Northam, who returns to more contemporary fare after his successful outings in those wonderful period pieces, does a good job playing the scheming con artist and creates a likable character. The same holds true for Zahn, now seemingly completely pigeonholed into playing zany characters, who has a fun time with his.

As their female counterparts/romantic interests, Ally Walker (TV's "Profiler," "Kazaam") and Illeana Douglas ("Stir of Echoes," "Message in a Bottle") deliver decent, but not particularly noteworthy performances (due to script limitations). The standout, however, is William H. Macy ("Mystery Men," "Pleasantville") as the calm sheriff who harbors a secret love for someone in the town. Bringing more than the required depth to a role like his for a film like this, Macy is quite good, although he occasionally feels as if he's acting in an entirely different, and much better film.

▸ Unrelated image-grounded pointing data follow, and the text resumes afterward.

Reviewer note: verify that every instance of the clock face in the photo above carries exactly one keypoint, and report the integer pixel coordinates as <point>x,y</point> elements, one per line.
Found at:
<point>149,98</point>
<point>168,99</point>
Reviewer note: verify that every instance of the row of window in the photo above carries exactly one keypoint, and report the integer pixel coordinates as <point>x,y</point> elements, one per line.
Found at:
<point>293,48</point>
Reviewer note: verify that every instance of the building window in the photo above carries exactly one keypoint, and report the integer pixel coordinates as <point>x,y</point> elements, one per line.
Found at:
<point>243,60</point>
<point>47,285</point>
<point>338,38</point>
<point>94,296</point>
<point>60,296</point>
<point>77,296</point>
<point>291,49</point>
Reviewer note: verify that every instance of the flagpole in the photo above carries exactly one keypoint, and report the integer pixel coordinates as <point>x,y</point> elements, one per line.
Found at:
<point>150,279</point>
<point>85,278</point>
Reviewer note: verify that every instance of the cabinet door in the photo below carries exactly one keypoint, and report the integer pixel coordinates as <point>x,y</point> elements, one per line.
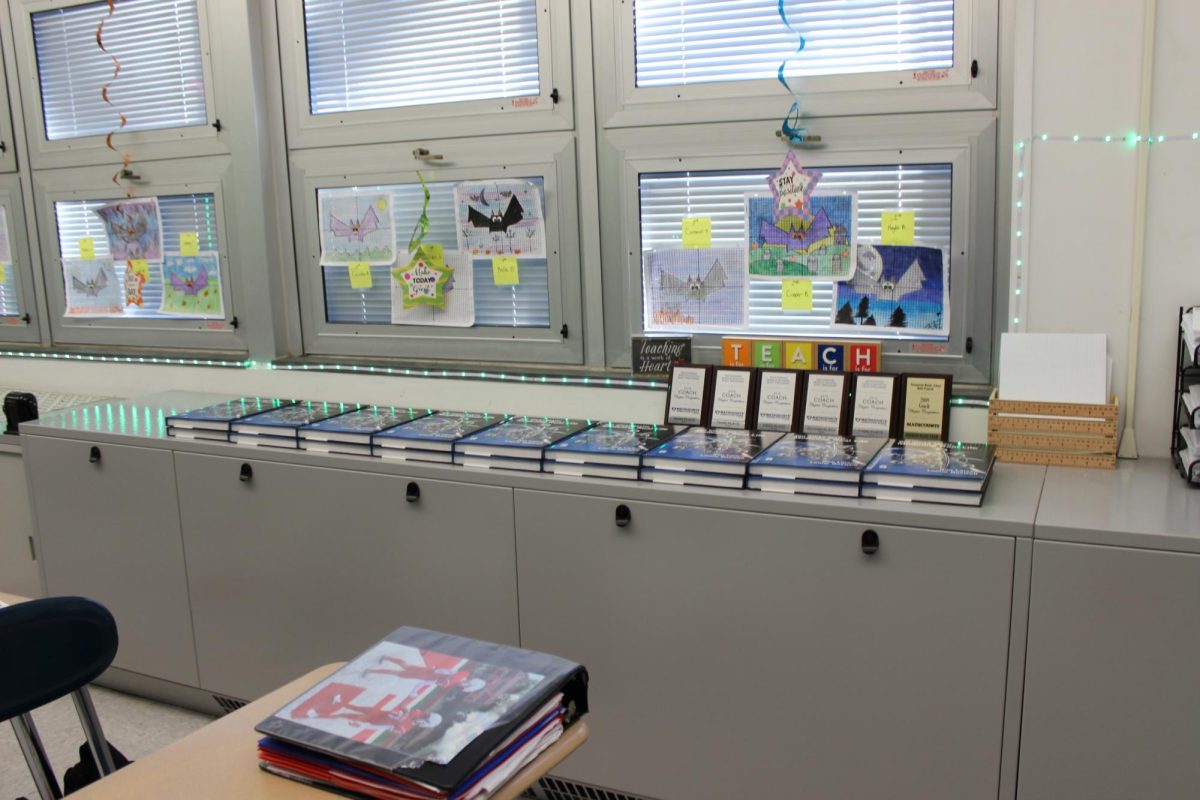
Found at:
<point>108,529</point>
<point>299,566</point>
<point>1111,675</point>
<point>737,655</point>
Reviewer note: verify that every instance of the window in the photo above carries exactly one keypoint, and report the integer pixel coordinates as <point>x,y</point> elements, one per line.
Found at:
<point>526,305</point>
<point>682,42</point>
<point>76,220</point>
<point>669,197</point>
<point>366,54</point>
<point>161,83</point>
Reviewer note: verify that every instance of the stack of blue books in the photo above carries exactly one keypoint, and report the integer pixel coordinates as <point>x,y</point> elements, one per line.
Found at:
<point>349,434</point>
<point>431,438</point>
<point>213,422</point>
<point>281,427</point>
<point>930,471</point>
<point>606,450</point>
<point>706,457</point>
<point>516,443</point>
<point>814,464</point>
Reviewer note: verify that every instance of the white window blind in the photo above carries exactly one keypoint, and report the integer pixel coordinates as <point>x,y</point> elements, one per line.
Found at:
<point>161,84</point>
<point>180,214</point>
<point>366,54</point>
<point>683,42</point>
<point>667,198</point>
<point>525,305</point>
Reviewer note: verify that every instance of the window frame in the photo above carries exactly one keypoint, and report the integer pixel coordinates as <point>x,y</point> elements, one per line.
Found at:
<point>199,175</point>
<point>432,120</point>
<point>547,155</point>
<point>966,140</point>
<point>18,329</point>
<point>622,103</point>
<point>162,143</point>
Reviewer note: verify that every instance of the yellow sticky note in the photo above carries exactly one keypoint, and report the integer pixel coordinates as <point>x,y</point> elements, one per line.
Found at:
<point>697,232</point>
<point>432,254</point>
<point>360,275</point>
<point>504,271</point>
<point>189,244</point>
<point>898,227</point>
<point>797,294</point>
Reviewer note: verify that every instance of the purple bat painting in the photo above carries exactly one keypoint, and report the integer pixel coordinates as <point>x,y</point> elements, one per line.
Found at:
<point>355,229</point>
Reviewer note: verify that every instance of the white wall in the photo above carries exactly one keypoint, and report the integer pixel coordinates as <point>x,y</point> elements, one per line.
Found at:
<point>1085,79</point>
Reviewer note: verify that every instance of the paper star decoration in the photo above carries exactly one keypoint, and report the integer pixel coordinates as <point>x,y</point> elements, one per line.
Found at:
<point>792,186</point>
<point>423,283</point>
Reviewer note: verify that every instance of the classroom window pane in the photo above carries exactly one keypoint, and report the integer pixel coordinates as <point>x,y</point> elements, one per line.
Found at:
<point>366,54</point>
<point>679,42</point>
<point>161,84</point>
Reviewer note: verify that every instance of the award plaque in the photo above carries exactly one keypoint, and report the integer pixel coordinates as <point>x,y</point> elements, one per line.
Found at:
<point>925,410</point>
<point>688,397</point>
<point>732,397</point>
<point>874,404</point>
<point>826,400</point>
<point>779,391</point>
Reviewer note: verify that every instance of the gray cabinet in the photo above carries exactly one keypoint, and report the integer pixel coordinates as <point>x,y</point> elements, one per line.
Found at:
<point>738,654</point>
<point>297,566</point>
<point>108,528</point>
<point>1113,675</point>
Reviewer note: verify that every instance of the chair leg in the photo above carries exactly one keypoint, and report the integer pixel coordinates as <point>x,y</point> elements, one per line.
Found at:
<point>91,729</point>
<point>35,757</point>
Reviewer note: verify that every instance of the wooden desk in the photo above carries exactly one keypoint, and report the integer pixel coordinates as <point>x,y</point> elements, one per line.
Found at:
<point>221,761</point>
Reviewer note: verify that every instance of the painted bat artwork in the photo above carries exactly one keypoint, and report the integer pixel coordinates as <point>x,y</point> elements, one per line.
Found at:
<point>91,287</point>
<point>493,220</point>
<point>694,287</point>
<point>355,229</point>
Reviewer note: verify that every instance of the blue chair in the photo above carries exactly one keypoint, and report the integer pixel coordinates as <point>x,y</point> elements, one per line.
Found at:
<point>53,648</point>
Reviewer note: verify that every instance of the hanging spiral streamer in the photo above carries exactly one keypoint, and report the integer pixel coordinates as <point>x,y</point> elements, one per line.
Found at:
<point>126,158</point>
<point>791,131</point>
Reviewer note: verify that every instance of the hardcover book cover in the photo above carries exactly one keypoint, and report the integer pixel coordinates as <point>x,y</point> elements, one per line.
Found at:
<point>933,463</point>
<point>427,705</point>
<point>820,457</point>
<point>723,450</point>
<point>611,443</point>
<point>219,415</point>
<point>287,420</point>
<point>437,431</point>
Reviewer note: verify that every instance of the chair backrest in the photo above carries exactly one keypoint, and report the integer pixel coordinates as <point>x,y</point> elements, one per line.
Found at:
<point>49,648</point>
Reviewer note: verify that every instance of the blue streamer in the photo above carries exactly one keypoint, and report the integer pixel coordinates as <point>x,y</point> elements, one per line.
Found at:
<point>791,130</point>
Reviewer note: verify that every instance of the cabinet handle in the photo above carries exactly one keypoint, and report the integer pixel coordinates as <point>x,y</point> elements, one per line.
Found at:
<point>624,516</point>
<point>870,542</point>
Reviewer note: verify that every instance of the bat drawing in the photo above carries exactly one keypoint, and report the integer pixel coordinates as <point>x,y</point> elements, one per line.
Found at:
<point>495,221</point>
<point>190,284</point>
<point>355,229</point>
<point>91,287</point>
<point>695,288</point>
<point>797,239</point>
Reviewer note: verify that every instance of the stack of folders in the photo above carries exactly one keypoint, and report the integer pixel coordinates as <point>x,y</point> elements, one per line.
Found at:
<point>814,464</point>
<point>606,450</point>
<point>516,443</point>
<point>930,471</point>
<point>424,716</point>
<point>281,427</point>
<point>213,422</point>
<point>706,457</point>
<point>431,438</point>
<point>349,434</point>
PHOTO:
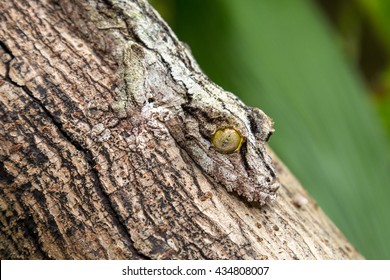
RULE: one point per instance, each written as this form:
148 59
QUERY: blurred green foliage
290 60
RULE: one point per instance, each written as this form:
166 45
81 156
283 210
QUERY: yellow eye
227 140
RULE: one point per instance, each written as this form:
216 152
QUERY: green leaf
282 57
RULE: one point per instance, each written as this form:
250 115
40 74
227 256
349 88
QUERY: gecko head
227 140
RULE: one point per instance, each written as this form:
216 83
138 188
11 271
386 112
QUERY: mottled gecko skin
247 171
168 86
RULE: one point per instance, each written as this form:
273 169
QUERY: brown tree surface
84 175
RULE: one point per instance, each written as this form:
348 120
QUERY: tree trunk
100 159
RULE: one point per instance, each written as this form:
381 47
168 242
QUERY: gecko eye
227 140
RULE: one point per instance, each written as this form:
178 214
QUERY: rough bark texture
82 176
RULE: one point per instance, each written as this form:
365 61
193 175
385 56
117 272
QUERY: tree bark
83 178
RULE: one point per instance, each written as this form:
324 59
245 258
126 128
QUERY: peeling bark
81 178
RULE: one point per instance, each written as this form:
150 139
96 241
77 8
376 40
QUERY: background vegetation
320 69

Meanwhile, both M.C. Gainey ("Con Air") and Ron Perlman ("Alien: Resurrection") are wasted as the obligatory villain and the barely seen lawman respectively. While the former shows up at the end of the film as nothing but a predictable, but completely unnecessary and unsuccessful plot device, the latter seems to be a victim of post-production editing as it appears that more scenes featuring him were presumably shot than eventually ended up on the screen.

Since moviegoers have different views on what is and isn't humorous, some viewers may find the film quite funny. While I'd classify a few moments that way and the film overall as a slightly amusing diversion -- but in a sitcom-like way -- it's not the laugh riot others are claiming. Despite the decent if not familiar mistaken identity premise, the film obviously misses or misfires in regards to many of its comedic possibilities. Decent, but certainly nothing special, "Happy, Texas" rates as a 5 out of 10.